One of my favorite symbols is usually unnoticed by drivers. There is a little triangle (or arrow) next to the picture of the Gas Pump near the fuel gauge. That triangle points to the side of the car where the port to fill the gas tank is. It points toward the gas cap, so you know without having to get out of your car which side of the pump you need to pull up to. People may see it, but many have no idea that it is actually conveying useful information. (Note: I just did a quick search, and it apparently has been the topic of a number of blogs, so maybe the knowledge is getting around.)
Chiroptera says
With rental cars, for instance, sometimes it takes me quite a lot of time to figure out how the controls for the lights, heat/cool, mirrors and seats, work. While most are intuitive, some are not.
You know, I’m in my 50s, and I have never, in my entire life, ever figured out how to operate the climate control system in a car, even the non electronic ones in the 80s. Whenever a driver asked me in the past to turn up the heat, I just fiddled with knobs and sliders until they got tired of me and reached over to do it themself.
Peter B says
for flex@5 and somewhat OT
Free idea: Cabin Air Control
I mention 3 degrees of freedom: air volume for defrost, face and foot.

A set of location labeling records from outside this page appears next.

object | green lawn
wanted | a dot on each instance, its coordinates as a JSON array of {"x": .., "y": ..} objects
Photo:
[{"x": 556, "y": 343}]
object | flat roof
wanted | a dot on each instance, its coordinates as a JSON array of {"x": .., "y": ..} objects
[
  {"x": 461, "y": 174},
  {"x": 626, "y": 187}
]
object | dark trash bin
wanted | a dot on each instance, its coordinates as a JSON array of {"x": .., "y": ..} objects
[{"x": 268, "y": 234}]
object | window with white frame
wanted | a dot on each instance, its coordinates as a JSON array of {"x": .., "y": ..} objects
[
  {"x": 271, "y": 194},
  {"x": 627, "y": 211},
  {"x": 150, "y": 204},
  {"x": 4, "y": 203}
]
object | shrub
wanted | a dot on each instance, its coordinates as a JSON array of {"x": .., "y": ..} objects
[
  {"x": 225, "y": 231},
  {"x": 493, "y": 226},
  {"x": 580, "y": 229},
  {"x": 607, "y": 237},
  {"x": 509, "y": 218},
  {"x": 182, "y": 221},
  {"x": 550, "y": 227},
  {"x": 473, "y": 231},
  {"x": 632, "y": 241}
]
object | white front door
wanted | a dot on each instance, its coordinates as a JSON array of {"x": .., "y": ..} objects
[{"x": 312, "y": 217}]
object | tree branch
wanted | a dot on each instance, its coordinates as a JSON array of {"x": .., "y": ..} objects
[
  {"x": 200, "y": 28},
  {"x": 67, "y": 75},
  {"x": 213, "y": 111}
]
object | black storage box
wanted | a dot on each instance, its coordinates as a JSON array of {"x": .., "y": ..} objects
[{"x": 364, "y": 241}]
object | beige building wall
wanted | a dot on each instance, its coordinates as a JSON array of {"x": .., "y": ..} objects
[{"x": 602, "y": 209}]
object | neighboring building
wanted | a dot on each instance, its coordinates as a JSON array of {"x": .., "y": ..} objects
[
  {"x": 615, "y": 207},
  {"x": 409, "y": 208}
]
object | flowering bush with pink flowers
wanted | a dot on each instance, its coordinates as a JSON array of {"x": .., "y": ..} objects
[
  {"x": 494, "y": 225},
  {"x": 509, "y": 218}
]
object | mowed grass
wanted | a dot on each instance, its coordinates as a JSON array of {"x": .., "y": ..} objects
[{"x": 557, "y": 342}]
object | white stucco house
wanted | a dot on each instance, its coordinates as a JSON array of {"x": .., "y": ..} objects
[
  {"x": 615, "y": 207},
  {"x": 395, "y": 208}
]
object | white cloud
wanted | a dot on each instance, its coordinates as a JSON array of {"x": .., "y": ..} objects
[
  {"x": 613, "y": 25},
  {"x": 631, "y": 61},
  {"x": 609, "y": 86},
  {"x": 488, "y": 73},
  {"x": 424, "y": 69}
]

Let’s put one of those degrees of freedom into fan speed. Then using rocker switches or touch controls select the ratio defrost:face:foot. (This is NOT how to explain it to marketing.)
Think of an equilateral triangle with one point pointing toward the driver. Up on the rocker switch pointing to the driver increases the air to the drivers face, down decreases it. The switch by the top triangle vertex control the defrost air, the lower switch does up/down on the foot air.
Or do the equivalent with a joy stick. Perhaps add a graphic readout for higher end cars. I would make the default cabin air control mostly face with some foot when cooling and some defrost when heating.
I want defrost and face only most of the time. I have never seen that option.